Gov. Roy Cooper vetoed three bills concerning LGBTQ+ youth – House Bills 547 and 808 and Senate Bill 49 – earlier this month.
These bills have not yet returned to the legislature for votes on a veto override.
Though these bills have been vetoed by Cooper, they are unlikely to be sustained because of the N.C. General Assembly's Republican supermajority following N.C. Rep. Tricia Cotham's (R-Mecklenburg) party switch in April.
S.B. 49, titled the Parent's Bill of Rights, outlines guidelines and restraints for discussing matters of gender and sexual identity in classroom settings, while H.B. 547 and H.B. 808 limit transgender youth participation in school sports and ban gender-affirming healthcare for minors, respectively.

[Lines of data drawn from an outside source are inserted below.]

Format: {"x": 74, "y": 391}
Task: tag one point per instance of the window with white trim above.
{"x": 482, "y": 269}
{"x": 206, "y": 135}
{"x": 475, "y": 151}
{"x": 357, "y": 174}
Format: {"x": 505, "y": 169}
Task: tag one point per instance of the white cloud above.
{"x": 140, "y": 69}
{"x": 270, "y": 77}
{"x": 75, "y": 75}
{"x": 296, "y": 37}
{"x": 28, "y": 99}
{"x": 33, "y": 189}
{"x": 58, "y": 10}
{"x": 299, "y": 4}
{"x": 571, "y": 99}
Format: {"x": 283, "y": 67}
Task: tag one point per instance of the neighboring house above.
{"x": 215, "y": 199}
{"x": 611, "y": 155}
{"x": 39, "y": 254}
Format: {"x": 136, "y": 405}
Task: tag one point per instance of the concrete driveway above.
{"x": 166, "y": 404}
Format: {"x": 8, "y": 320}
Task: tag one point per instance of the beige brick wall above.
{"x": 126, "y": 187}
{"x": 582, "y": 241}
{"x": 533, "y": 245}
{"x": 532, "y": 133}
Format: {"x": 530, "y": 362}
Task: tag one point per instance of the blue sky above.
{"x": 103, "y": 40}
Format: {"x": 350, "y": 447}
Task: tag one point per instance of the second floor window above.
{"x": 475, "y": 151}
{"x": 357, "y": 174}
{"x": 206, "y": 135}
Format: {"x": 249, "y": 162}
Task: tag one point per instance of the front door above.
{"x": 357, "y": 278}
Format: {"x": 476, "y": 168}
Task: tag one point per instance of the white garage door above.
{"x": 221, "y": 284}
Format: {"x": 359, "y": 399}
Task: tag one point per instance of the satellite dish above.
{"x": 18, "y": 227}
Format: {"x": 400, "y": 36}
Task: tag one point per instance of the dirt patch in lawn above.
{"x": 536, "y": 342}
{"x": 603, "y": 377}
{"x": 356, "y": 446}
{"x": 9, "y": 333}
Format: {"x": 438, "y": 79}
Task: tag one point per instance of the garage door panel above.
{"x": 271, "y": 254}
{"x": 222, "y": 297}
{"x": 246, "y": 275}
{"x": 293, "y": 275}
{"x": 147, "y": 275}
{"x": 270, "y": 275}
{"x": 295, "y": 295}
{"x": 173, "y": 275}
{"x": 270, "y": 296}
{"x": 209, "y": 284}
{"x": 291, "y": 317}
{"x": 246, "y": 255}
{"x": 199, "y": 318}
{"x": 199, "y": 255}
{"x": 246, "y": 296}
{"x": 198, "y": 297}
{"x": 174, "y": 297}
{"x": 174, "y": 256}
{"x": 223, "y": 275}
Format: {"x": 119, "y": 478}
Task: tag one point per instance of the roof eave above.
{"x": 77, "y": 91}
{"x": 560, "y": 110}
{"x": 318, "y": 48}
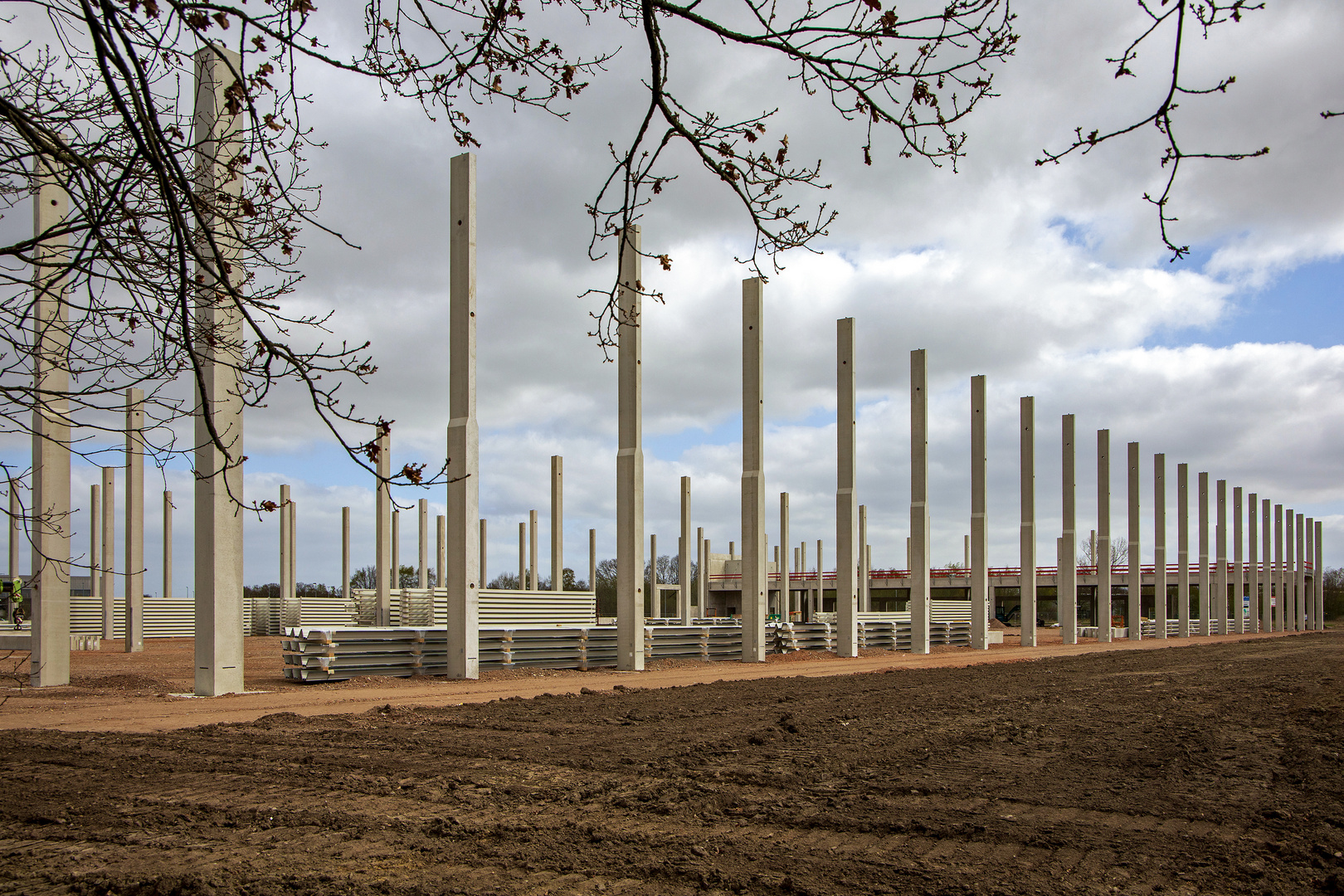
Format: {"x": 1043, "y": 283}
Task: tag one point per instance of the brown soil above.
{"x": 1210, "y": 767}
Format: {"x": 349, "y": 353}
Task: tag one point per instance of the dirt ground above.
{"x": 1215, "y": 767}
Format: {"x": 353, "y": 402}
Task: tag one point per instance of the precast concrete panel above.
{"x": 1027, "y": 531}
{"x": 753, "y": 472}
{"x": 918, "y": 546}
{"x": 1101, "y": 553}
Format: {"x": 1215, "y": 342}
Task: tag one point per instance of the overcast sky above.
{"x": 1049, "y": 280}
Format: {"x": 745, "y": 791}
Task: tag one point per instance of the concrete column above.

Cooper has vetoed multiple pieces of legislation this summer, like S.B. 20 — an abortion ban law that now restricts abortion in North Carolina after 20 weeks. His veto was overridden 72-48 in the House and 30-20 in the Senate.
"We are not successfully stopping legislation that discriminates against North Carolinians," N.C. Rep. Allen Buansi (D-Orange) said. "And that's very frustrating."
Buansi, along with all other Democrat members of the N.C. House, voted against all three bills.
"It's frustrating to see these kinds of legislation move forward," Buansi said. "The numbers are what they are."
He also said that it was specifically difficult to see how Republican members of the legislature pushed S.B. 49 through the NCGA with minimal public input or debate, specifically with making amendments to the bill.
"The Parent's Bill of Rights has some significant First Amendment implications," Ivy Johnson, staff attorney for the American Civil Liberties Union of North Carolina, said.